Selfishness and heroism
July 29, 2008 by Marguerite Orane
Filed under Love
The constant admonition to be unselfish, accompanied by the violin strains of great virtue, if adopted, becomes sacrificial. Those who take it to heart give up their desires, their dreams, their lives, indeed their own selves, all in the pursuit of the love and acceptance of others. When people say to us “Don’t be selfish” they usually want something from us that we won’t give them. When someone accuses us of being selfish, what they usually mean is that you are not tending to their needs. “Give Donny a piece of your cookie” mother tells Anna. “No” says Anna “I am hungry”. “Don’t be selfish now” says mother. Anna reluctantly gives up her cookie. “Good girl” mother says, and Anna experiences mixed feelings of approval by her mother and disappointment at not having the cookie, but more importantly with herself. This is how it starts. Anna is hungry and wants her cookie. Donny wants a piece, and all of a sudden Anna is selfish not to give it to him. Before long, Anna is giving up everything in order not to be considered selfish. Her cookie. Her seat. Her career. Her dreams. Her life. Anna soon finds that she does not love herself. Indeed, she does not even know herself anymore, for she has become so devoted to the care and concern of others, that she has neglected her own needs and desires. Her unselfishness, considered a great virtue by those who want something from her, has now become her greatest burden.
What is selfishness and why is it such a virtue? Virtues are supposed to make us feel good, yet this one tends to raise mixed feelings within us. Consulting my trusty dictionary, I find that “selfish” means “devoted to or caring only for oneself; concerned primarily with one’s own interests, benefits, welfare, etc., regardless of others”. It is the “regardless of others” part that becomes a problem, for surely there could be nothing wrong with caring for ourselves. If we explore further the definition of “self” we will find that it means “consciousness of one’s own identity”. How did “self-ish” or “belonging to the consciousness of our own identity” come to mean concern ONLY with our own needs to the exclusion of others? Perhaps it is because when we are conscious of who we are, then we are out of the control of others. We are able to determine our own dreams, hopes, desires and live our lives in accordance.
But this is not at all to say that when we are in this state, we totally ignore the needs of others. There is a balance to be struck. There IS virtue and nobility in helping and giving to others. There is something uplifting about serving others even at our own seeming disadvantage. When we are in this mode, then the discomfort is temporary, for it is superceded by the gratification of giving of oneself.

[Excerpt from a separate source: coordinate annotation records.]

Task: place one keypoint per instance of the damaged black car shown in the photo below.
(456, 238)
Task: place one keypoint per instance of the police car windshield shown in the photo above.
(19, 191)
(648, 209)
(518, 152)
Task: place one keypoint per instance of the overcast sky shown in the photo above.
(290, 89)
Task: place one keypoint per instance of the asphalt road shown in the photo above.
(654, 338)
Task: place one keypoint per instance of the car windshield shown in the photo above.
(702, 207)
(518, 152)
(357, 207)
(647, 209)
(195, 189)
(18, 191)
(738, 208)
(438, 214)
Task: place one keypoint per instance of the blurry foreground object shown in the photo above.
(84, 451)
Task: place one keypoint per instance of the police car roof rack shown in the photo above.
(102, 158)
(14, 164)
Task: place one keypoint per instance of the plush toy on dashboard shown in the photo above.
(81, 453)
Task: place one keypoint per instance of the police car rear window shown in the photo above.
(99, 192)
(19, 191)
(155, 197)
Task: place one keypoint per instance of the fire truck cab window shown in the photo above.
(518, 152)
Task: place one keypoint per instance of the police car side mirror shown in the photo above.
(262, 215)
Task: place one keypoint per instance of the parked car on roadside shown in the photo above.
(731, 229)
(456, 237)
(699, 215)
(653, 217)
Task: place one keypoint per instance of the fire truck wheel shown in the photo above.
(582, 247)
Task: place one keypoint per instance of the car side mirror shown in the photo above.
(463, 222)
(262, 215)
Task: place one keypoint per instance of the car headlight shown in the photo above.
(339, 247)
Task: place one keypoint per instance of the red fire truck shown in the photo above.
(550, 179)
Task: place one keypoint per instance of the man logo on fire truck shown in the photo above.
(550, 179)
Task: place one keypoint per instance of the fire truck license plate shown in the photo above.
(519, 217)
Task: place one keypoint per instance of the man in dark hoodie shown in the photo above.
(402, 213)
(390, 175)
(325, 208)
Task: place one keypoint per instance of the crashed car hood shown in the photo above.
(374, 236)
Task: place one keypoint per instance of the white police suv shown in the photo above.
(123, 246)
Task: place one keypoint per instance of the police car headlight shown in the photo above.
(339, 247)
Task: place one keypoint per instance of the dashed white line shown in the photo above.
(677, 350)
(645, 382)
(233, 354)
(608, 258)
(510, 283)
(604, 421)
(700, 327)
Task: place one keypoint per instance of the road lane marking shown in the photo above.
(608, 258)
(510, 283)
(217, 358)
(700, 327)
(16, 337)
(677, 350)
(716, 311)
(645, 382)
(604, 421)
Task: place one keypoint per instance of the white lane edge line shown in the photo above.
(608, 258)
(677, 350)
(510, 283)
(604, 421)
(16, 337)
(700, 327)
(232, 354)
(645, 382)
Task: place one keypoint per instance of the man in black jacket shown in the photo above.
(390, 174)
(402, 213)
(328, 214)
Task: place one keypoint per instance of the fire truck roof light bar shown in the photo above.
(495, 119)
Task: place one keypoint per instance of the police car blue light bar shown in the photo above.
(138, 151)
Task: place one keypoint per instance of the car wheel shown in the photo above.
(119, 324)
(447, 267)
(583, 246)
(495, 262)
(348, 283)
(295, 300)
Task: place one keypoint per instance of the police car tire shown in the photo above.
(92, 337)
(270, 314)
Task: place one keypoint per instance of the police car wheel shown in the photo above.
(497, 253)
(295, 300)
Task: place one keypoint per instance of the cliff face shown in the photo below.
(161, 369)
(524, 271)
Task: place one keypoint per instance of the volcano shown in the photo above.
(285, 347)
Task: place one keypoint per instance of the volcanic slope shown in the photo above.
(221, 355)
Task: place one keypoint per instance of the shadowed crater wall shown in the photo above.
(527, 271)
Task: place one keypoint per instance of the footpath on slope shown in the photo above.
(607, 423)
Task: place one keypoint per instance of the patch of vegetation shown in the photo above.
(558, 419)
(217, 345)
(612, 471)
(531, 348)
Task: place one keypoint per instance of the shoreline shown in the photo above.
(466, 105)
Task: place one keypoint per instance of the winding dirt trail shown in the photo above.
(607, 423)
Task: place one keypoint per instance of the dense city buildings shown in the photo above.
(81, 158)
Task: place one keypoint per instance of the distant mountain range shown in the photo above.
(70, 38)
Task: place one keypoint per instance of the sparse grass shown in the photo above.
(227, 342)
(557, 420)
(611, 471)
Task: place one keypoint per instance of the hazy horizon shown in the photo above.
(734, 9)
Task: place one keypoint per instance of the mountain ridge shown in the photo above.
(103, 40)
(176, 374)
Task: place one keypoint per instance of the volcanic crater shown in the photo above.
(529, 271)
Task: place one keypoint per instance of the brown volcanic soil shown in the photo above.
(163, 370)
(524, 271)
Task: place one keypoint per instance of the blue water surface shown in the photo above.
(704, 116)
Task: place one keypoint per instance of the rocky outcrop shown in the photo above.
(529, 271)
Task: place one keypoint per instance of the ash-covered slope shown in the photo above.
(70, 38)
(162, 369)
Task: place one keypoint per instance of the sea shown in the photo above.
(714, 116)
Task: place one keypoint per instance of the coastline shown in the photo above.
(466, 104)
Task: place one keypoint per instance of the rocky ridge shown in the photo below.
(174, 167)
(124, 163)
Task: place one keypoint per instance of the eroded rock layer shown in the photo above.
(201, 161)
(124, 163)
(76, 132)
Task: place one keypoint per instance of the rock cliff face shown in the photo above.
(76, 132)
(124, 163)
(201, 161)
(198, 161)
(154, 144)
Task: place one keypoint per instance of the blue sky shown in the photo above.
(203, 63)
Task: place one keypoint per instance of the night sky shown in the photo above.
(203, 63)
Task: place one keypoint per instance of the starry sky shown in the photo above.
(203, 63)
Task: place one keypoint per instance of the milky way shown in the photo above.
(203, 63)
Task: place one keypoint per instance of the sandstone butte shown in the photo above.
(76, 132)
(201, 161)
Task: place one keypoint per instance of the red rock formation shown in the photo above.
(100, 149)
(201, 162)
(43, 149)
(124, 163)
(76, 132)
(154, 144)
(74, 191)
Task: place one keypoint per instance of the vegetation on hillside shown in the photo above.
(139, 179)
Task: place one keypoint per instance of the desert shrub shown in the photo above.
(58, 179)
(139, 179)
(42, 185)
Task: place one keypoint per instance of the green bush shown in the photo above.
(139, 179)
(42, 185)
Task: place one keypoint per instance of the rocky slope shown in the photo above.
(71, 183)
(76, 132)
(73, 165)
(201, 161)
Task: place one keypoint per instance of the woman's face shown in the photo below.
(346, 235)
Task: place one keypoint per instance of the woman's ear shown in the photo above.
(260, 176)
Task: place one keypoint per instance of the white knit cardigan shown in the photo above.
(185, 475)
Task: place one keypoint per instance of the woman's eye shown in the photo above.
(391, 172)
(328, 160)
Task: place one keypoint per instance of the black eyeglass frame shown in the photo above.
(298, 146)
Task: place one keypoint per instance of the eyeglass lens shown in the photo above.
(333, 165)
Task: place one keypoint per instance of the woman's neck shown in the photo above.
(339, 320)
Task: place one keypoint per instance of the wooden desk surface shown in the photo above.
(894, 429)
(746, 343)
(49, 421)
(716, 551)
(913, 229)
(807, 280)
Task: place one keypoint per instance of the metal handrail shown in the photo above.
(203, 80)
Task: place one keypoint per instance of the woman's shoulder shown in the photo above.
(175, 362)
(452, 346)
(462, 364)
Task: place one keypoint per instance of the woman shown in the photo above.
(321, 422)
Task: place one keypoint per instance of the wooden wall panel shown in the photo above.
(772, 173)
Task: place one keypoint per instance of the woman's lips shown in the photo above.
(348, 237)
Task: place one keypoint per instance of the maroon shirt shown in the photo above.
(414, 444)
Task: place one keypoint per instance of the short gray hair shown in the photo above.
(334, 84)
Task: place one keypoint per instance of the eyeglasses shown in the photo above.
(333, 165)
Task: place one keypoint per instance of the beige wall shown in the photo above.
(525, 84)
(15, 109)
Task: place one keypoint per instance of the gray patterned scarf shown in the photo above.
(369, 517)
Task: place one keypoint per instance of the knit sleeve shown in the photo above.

I visited the Hector Pieterson Museum in Soweto today. The moment I rounded the corner of the building, I was blown away by the strongest moment of recognition – of a photograph of a young man carrying a dying child, with a screaming girl running beside him. It was the photograph of one of the first children killed in the Soweto riot that brought the horrific situation in South Africa to international attention. This photo of anguished children and a dying child that was transmitted around the world, was the proverbial straw that broke the camel’s back. I recognised it instantly.
As we moved away from the photograph towards the museum entrance, my eyes fell to this quote from the mother of the child holding Hector, now etched in a marble step: “Mbuyisa is or was my son. But he is not a hero. In my culture, picking up Hector is not an act of heroism. It was his job as a brother. If he left him on the ground and somebody saw him jumping over Hector, he would never be able to live there.”
This is what occurred to me when I read the mother’s quote at the Hector Pieterson memorial: could it be that the young man who snatched Hector up in an effort to save him, was just being selfish? For how would he have lived with himself had he left Hector to die? His mother understood this. He was saving himself from a life of remorse and regret had he run away empty handed. He knew in his heart that he would not be able to live with himself. He was being selfish in the truest sense of the word – that is, conscious only of his identity as one human being a brother to another. Mbuyisa, in that moment, understood that he and Hector were one – and that to pick him up was an act of the greatest selfishness. And that is what heroism is – knowing who you are as a human being, one with all humanity, and acting in accordance.